750話 大学講師のレポート その7


 ケニアで暮らす 後編

 ケニアの食生活に対する拒否反応ではなく、ケニアに3か月いたら、こういうものが食べたくなるだろうという想像も、じつは意外だった。学生のレポートを読む前に想像していたのは、次のような食べ物だった。日本人だからといって、日本料理だけが恋しいということはないだろう。
 「単調な食生活がつらい。バラエティーに富んだ料理を食べたい。具体的に食べたくなるのは、すし、刺身、ラーメン、ピザ、ハンバーグ、ハンバーガー、カレー、餃子、トンカツ。あるいは、スターバックスなど行きつけの店のコーヒーやアイスクリームなどだろう」と想像していたのだが・・・。
 私の予想は、まるっきりの的外れではなかったが、ずばり正解ではなかった。私にとっては意外な食べ物を挙げた学生が多かった。半分以上の学生は、次のふたつを挙げた。
 ひとつは、味噌汁だ。「母の味噌汁」、「飲みなれた味噌汁」、「味噌汁のない食事など考えられない」など、日本味噌工業協同組合連合会など味噌関連業界が大喜びしそうな文章が並んでいる。日本の味噌消費量は減少し、とくに若者の味噌離れが著しいという認識があり、調べてみれば実際そのとおりなのだが、レポートを読む限り、つまり「ケニアに身を置いた自分」を想像すると、味噌汁を飲みたくなるだろうと学生たちは想像したということだろうか。海外旅行にはインスタント味噌汁を持っていくというのは、中高年だろうと思ったが、「3か月滞在」という条件を考えて、味噌汁が浮かんだのかもしれない。

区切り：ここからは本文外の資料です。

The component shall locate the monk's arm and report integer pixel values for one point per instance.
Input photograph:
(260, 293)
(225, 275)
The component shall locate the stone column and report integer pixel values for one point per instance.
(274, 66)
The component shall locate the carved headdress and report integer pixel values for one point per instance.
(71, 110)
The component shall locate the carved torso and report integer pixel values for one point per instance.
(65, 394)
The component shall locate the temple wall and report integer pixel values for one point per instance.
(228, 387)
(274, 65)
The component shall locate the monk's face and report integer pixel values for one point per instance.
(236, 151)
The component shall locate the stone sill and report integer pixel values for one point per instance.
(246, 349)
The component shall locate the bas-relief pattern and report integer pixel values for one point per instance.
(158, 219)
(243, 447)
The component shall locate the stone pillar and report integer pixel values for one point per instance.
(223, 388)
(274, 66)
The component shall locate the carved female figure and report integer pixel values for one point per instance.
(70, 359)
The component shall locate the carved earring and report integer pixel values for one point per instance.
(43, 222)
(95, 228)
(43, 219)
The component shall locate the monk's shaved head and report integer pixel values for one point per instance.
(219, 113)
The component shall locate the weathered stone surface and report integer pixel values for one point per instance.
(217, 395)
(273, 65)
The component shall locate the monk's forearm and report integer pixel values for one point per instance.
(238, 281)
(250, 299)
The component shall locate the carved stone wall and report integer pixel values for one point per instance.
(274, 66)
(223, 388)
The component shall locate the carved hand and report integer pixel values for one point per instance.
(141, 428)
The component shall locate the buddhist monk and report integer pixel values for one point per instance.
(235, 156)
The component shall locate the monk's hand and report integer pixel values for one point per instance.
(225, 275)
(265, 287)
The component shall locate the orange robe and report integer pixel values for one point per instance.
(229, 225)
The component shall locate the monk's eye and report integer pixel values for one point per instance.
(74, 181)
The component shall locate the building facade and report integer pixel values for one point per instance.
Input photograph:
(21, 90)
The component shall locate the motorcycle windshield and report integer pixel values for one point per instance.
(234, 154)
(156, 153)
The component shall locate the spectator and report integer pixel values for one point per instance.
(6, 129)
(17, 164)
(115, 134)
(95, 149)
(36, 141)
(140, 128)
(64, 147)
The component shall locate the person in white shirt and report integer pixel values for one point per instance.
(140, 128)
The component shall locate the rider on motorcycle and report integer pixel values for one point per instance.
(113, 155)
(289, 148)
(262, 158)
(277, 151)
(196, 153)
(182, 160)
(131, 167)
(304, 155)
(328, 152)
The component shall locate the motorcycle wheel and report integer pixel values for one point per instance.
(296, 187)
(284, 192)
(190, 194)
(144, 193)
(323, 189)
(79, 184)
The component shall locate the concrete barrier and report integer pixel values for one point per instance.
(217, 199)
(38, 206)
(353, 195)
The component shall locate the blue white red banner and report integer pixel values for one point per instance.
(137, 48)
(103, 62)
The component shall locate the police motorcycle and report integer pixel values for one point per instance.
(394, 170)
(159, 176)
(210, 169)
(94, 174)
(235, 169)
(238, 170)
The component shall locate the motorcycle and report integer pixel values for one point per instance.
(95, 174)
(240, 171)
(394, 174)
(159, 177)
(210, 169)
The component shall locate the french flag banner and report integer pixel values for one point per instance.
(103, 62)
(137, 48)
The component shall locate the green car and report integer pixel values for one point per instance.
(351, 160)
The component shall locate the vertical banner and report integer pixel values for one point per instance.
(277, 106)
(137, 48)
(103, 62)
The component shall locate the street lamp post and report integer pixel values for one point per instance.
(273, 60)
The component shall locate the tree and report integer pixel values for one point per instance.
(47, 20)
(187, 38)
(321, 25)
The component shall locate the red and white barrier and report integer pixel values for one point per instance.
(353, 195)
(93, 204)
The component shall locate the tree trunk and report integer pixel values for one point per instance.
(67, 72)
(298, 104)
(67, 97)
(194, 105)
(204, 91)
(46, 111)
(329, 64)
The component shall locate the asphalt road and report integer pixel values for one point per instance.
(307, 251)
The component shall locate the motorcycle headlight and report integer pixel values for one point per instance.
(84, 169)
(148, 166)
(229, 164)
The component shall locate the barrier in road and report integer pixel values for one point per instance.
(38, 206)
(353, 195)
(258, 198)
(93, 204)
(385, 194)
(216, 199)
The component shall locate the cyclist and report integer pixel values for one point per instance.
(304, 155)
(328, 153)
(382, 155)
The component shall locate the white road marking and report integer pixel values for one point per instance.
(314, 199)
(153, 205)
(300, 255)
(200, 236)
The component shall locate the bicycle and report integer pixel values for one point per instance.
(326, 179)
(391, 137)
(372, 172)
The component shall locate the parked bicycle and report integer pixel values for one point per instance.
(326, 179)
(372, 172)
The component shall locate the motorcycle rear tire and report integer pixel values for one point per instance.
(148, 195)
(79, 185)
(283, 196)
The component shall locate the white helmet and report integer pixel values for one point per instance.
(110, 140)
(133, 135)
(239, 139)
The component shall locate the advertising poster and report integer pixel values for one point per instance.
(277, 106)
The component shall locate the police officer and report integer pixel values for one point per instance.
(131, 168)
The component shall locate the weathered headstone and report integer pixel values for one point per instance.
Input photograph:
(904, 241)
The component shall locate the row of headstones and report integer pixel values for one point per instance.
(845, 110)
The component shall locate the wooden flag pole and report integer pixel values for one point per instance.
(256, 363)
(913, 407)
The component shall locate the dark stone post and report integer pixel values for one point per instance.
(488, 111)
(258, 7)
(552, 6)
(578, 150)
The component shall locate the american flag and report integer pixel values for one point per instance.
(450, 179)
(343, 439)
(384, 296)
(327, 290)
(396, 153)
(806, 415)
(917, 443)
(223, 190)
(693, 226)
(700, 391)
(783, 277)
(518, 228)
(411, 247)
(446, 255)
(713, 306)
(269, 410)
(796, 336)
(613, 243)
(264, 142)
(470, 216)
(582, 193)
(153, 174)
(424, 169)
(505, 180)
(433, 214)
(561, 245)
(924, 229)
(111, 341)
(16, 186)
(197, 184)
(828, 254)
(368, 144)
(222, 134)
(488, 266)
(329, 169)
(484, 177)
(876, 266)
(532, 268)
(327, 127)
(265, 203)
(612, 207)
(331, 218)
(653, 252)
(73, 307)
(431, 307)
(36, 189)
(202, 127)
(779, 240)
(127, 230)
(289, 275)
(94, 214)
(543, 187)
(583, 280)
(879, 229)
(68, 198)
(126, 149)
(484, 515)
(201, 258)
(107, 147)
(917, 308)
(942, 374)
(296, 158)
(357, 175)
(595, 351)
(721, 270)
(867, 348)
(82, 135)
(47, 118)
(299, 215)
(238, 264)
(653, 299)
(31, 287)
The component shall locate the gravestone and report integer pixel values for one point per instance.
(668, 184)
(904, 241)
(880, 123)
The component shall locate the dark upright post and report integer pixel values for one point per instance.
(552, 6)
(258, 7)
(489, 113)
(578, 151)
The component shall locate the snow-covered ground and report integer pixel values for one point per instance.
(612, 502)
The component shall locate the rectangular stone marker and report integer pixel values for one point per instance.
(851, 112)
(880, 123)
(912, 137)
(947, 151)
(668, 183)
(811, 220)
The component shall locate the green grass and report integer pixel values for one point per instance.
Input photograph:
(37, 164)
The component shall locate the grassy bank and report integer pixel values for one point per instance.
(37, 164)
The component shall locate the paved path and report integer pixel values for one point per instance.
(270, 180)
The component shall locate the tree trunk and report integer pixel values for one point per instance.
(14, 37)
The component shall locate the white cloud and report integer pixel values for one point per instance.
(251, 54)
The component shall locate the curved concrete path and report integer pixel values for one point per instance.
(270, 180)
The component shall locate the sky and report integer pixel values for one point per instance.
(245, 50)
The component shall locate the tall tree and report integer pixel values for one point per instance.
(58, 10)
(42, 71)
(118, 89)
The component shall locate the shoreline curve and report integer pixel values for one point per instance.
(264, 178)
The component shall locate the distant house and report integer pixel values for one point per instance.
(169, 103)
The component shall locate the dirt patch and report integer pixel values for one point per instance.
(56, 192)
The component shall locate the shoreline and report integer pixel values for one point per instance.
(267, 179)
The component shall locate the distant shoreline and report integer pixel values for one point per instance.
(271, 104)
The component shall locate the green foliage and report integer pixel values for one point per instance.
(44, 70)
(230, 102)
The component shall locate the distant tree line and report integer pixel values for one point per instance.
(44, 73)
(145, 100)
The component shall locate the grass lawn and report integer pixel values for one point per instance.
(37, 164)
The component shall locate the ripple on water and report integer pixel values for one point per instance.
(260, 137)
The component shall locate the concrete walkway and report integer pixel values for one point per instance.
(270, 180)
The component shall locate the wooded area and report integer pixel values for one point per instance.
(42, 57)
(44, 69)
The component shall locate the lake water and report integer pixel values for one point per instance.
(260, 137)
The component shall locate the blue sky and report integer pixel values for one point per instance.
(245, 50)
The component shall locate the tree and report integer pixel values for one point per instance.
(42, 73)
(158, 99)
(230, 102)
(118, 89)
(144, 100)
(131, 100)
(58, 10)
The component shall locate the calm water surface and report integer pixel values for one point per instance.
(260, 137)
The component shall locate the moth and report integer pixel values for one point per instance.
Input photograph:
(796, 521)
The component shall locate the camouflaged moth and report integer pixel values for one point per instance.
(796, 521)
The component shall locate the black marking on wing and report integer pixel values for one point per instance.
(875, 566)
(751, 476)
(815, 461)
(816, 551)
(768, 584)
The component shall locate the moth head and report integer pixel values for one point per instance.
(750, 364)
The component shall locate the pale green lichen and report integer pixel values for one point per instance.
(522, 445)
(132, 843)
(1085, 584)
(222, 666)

 味噌汁とともに、多くの学生が挙げたのが、米だった。「米を食べたい。ケニアにも米があることは知っているが、当然、食べたいのは、日本のおいしい白米だ」と書いている。ケニアの食文化をほんの少し調べただけの人は、「ケニアでは米を食べないようだから、きっと米の飯が食べたくなる」と想像し、ある程度調べた人は、ケニアでも米が食べられていることを知っているが、「やはり、日本人には、日本の米」という結論になったのだろう。
 食べ物ではないところが気になった学生が少なからずいた。料理の盛り付けとか器の美しさが、ケニアでは満たされないという意見が、十数人いた。200人中十数人は、決して少ない数字とは思えない。昔の私は、そんなことは気にならなかったし、「盛り付けなんかどうでもいい。要するに、うまけりゃいいんだ」と思っていたが、最近は美しさも気になる。皿に盛られた、ただ赤いだけの韓国料理を見ると、盛り付けとか「あしらい」が欲しくなる。食べない飾りは今でも無駄だと思うが、お吸い物の柚子とかソース焼きそばの紅ショウガなど、色と香りと歯触りも楽しみたい。もちろん、そういう楽しみを外国の食文化に求めるわけではない。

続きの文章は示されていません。